Ilustrasi, gedung kantor Gudang Garam. Foto: multioptimal.com
Husen Miftahudin • 7 September 2025 14:27
Jakarta: Kabar mengenai pemutusan hubungan kerja (PHK) massal di PT Gudang Garam mencuat setelah beredarnya sebuah video viral di media sosial. Dalam rekaman itu, tampak ratusan hingga ribuan karyawan saling berjabat tangan, menangis, dan memperlihatkan suasana perpisahan.
Meski belum ada pernyataan resmi terkait hal tersebut, isu ini menjadi perhatian besar di tengah lesunya perekonomian. Bahkan Presiden Konfederasi Serikat Pekerja Indonesia (KSPI) Said Iqbal isu PHK massal tersebut menjadi bukti nyata merosotnya daya beli masyarakat.
"Bila benar terjadi PHK di PT Gudang Garam, ini membuktikan daya beli masyarakat masih rendah, sehingga produksi rokok menurun," ujar Iqbal kepada Media Indonesia, Minggu, 7 September 2025.
Said mendesak pemerintah segera turun tangan menyelamatkan industri rokok nasional sekaligus melindungi para buruh. Namun, ia mengingatkan agar langkah pemerintah tidak sekadar janji manis seperti kasus PHK massal di Sritex, di mana hak-hak buruh bahkan tunjangan hari raya (THR) dituding tak dibayarkan.
Menurut dia, penyelamatan industri rokok perlu dilakukan agar keberlangsungan pekerjaan buruh tetap terjaga. "Selamatkan puluhan ribu buruh yang terancam PHK. Pemerintah pusat dan daerah harus turun tangan, tapi jangan seperti kasus PHK Sritex," tekan Said mengingatkan.
(Tangkapan layar situasi PHK massal di pabrik Gudang Garam yang viral di media sosial. Foto: Istimewa)
Profil PT Gudang Garam
PT Gudang Garam merupakan produsen rokok terbesar ketiga di Indonesia yang berkantor pusat di Kediri. Perusahaan ini didirikan Surya Wonowidjojo (Tjoa Ing-Hwie) yang pada 1956 membeli lahan untuk memproduksi rokok kretek. Setelah beroperasi selama dua tahun, Surya memberikan nama perusahaannya sebagai Perusahaan Rokok Tjap Gudang Garam.
Pada tahun 1966, perusahaan ini telah menjadi produsen sigaret kretek tangan (SKT) terbesar di Indonesia, dengan ribuan karyawan dan kapasitas produksi 50 juta batang SKT per bulan. Pada pertengahan dekade 1960-an, krisis politik Indonesia sempat membuat perusahaan ini kehilangan banyak karyawan, tetapi perusahaan ini berhasil bangkit kembali dalam waktu yang tidak terlalu lama.
Kebangkita Gudang Garam setelah masa keterpurukannya terjadi saat perusahaan mengubah badan hukum menjadi Perseroan Terbatas (PT) dan mulai mengekspor produknya.

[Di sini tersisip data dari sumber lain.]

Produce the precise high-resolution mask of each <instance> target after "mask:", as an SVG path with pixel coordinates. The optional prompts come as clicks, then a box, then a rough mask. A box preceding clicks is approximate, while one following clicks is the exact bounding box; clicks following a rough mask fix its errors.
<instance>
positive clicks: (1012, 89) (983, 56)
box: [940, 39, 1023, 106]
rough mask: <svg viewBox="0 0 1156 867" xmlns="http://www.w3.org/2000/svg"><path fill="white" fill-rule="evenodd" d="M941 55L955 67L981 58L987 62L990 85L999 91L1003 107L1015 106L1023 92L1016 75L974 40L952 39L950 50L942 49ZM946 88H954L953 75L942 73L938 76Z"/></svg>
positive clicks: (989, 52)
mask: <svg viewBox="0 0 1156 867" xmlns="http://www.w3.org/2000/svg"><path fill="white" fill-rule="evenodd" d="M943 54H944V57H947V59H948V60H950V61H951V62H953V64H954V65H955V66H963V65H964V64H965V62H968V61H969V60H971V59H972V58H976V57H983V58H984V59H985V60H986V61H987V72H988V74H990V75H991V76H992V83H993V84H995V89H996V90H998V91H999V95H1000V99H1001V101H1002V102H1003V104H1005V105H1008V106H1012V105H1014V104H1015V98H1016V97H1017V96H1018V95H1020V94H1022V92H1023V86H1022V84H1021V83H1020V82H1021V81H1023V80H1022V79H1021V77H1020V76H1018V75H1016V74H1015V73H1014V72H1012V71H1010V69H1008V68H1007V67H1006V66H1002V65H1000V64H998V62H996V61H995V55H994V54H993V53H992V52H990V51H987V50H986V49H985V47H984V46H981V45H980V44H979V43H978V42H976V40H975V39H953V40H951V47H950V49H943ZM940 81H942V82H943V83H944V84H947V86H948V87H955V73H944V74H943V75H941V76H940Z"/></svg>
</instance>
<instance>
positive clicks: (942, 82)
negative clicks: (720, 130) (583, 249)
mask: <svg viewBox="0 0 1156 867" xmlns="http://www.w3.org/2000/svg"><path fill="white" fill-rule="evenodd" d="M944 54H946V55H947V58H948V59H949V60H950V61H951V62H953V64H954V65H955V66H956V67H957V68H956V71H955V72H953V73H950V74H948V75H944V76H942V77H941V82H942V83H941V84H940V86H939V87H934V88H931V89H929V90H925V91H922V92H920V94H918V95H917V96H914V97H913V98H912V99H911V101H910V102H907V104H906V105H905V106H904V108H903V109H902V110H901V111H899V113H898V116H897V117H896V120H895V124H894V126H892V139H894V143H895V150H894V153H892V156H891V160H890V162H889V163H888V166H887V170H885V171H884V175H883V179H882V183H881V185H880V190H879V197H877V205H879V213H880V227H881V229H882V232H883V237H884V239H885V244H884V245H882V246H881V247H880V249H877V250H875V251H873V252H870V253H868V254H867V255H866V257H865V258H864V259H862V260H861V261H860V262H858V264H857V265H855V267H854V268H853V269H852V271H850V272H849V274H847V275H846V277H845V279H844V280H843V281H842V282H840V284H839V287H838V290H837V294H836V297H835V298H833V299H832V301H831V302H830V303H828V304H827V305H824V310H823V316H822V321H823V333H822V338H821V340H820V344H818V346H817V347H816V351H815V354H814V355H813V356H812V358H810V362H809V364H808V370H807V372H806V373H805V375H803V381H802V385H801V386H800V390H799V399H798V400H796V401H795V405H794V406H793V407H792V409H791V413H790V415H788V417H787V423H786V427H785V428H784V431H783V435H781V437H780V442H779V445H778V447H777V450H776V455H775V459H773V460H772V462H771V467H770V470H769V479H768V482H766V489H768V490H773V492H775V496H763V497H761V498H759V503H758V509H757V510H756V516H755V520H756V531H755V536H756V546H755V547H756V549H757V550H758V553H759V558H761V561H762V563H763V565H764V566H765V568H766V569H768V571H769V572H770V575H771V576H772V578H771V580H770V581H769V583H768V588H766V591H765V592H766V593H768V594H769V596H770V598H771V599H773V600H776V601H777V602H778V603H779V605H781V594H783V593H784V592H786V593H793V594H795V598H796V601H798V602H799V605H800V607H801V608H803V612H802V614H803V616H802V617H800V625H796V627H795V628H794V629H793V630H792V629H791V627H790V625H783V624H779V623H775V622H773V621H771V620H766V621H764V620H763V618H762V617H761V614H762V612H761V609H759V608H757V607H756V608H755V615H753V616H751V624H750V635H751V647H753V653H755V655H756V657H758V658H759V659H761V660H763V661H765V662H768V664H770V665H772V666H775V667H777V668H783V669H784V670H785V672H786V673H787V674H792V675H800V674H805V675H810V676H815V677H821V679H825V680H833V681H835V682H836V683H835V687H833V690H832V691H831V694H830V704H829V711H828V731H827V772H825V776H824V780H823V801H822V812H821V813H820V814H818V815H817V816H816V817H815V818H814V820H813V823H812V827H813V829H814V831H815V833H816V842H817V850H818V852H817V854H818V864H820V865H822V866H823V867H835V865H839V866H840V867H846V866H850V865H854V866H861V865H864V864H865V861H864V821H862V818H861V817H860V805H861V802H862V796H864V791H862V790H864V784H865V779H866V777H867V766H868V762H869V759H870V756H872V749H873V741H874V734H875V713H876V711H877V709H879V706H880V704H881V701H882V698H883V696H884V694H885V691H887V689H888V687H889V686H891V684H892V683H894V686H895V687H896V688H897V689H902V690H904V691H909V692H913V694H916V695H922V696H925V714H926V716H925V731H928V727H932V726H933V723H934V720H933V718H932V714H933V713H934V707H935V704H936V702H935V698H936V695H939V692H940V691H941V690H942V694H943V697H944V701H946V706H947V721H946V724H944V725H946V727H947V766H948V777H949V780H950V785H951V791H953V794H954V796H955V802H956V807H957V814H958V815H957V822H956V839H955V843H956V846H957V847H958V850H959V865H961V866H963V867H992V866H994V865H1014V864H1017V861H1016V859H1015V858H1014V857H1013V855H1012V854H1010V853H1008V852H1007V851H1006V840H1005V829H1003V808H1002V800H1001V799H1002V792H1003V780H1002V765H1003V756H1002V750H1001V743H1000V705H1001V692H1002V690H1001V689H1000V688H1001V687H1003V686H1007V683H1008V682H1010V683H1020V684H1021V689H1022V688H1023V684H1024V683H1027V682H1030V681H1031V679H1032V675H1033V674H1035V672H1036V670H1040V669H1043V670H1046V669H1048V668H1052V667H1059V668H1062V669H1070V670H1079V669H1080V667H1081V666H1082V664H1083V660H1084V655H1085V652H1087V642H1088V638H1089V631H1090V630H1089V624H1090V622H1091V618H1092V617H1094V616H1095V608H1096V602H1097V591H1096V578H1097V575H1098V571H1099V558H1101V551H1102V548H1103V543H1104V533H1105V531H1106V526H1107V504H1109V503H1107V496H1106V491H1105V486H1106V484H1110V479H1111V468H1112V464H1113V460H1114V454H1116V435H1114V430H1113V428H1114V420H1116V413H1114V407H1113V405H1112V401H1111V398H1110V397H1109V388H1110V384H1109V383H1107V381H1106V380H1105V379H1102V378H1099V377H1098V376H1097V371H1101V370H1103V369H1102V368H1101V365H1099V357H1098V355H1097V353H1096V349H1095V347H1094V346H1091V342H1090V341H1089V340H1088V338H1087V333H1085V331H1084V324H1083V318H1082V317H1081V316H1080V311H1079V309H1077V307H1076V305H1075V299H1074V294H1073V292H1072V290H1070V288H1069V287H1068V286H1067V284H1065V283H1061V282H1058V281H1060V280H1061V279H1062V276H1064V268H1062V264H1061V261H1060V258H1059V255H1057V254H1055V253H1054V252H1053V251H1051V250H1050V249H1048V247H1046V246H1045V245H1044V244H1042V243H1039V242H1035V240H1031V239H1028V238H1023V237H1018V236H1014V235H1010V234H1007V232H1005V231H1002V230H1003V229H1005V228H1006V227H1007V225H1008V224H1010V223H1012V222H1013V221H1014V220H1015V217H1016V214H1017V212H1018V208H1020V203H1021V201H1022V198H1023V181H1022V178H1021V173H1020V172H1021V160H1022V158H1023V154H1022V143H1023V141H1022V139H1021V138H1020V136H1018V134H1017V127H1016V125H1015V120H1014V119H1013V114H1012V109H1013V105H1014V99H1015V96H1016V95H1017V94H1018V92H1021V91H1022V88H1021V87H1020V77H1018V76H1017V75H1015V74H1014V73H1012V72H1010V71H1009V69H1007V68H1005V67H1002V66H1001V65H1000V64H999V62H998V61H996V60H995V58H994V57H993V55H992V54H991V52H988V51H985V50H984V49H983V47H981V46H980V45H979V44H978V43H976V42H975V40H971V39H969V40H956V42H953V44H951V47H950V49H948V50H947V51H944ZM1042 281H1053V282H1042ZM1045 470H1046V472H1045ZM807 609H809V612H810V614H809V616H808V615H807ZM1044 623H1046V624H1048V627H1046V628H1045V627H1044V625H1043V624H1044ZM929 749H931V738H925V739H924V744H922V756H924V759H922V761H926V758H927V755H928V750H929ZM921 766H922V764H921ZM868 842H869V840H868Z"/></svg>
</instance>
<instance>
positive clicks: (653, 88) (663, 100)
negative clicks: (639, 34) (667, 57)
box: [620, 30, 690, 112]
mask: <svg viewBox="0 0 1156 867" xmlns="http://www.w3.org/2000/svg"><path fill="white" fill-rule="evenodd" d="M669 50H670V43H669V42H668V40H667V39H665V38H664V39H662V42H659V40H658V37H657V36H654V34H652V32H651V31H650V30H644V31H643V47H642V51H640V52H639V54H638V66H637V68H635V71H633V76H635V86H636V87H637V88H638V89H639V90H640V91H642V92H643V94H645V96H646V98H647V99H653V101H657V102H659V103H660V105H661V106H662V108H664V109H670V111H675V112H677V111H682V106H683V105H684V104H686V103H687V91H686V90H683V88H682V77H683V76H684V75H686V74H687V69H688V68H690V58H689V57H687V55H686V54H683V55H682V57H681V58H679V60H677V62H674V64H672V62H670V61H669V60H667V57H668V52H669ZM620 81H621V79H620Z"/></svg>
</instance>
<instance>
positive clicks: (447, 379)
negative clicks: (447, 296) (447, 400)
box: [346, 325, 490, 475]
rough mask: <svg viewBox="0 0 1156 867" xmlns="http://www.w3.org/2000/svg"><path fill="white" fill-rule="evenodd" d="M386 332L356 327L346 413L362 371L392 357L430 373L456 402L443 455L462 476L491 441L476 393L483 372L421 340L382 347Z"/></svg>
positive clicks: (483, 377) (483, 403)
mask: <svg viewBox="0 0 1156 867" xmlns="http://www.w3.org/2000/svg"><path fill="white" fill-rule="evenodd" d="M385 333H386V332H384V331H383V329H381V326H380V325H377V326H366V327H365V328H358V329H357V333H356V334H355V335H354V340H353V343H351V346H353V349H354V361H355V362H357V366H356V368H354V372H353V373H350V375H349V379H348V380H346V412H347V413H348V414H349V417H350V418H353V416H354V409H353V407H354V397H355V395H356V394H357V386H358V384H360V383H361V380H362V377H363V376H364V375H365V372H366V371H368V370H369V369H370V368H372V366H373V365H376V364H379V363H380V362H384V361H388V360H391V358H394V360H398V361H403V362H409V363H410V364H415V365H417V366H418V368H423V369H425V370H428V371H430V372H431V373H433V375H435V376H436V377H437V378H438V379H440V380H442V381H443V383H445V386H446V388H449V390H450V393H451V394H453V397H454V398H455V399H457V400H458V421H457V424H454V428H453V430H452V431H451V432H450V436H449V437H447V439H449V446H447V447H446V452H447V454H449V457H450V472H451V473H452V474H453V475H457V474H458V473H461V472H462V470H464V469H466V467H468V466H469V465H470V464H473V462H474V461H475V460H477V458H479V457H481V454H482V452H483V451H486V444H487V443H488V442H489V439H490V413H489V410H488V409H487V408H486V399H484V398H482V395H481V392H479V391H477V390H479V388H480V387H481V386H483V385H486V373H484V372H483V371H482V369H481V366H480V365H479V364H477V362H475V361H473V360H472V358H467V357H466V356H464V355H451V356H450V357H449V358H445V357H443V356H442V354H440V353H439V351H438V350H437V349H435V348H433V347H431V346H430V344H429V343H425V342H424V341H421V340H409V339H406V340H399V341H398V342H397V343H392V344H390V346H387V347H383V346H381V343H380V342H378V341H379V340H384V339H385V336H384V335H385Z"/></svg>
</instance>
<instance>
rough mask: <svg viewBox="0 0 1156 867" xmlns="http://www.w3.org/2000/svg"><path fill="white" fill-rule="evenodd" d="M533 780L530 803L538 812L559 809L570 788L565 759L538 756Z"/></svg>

Gudang Garam bahkan mendatangkan mesin pembuat
rokok untuk menaikkan produksinya dua kali lipat.
Diketahui, sejak dekade 1970-an, Gudang Garam masih setia memproduksi Sigret Kretek Tangan (SKT), dan baru mendatangkan mesin pembuat rokok pada 1979 untuk memproduksi rokok dengan sistem Sigaret Kretek Mesin (SKM).
Mesin pembuat rokok tersebut kemudian berhasil menaikkan produksi perusahaan ini menjadi dua kali lipat, yakni dari sembilan miliar batang per tahun menjadi 17 miliar batang per tahun.
Pada 1990, Gudang Garam melantai di Bursa dengan kode GGRM dan penawaran perdana pada harga Rp10.250 per lembar. Pada krisis ekonomi 1998, Gudang Garam menjadi perusahaan konglomerasi terbesar kelima di Indonesia yang bahkan tidak bergantung pada utang luar negeri. Selepas krisis, perusahaan ini memperluas jumlah pabriknya.
Pada 2017, perusahaan ini menguasai sekitar 21 persen pangsa pasar rokok nasional, dengan pabrik di Kediri, Sumenep, Karanganyar, dan Gempol. Pada 2021, perusahaan ini mendirikan tiga anak usaha baru, masing-masing untuk berbisnis di bidang impor, distribusi, dan produksi rokok elektrik. Tetapi tiga perusahaan tersebut belum mulai beroperasi.
Pada 2022, perusahaan ini mendirikan PT Surya Kerta Agung untuk berekspansi ke bisnis pengelolaan jalan tol dan menyuntikkan modal sebesar Rp1 triliun ke anak perusahaannya, PT Surya Dhoho Investama, untuk mengelola Bandara Dhoho di Kediri.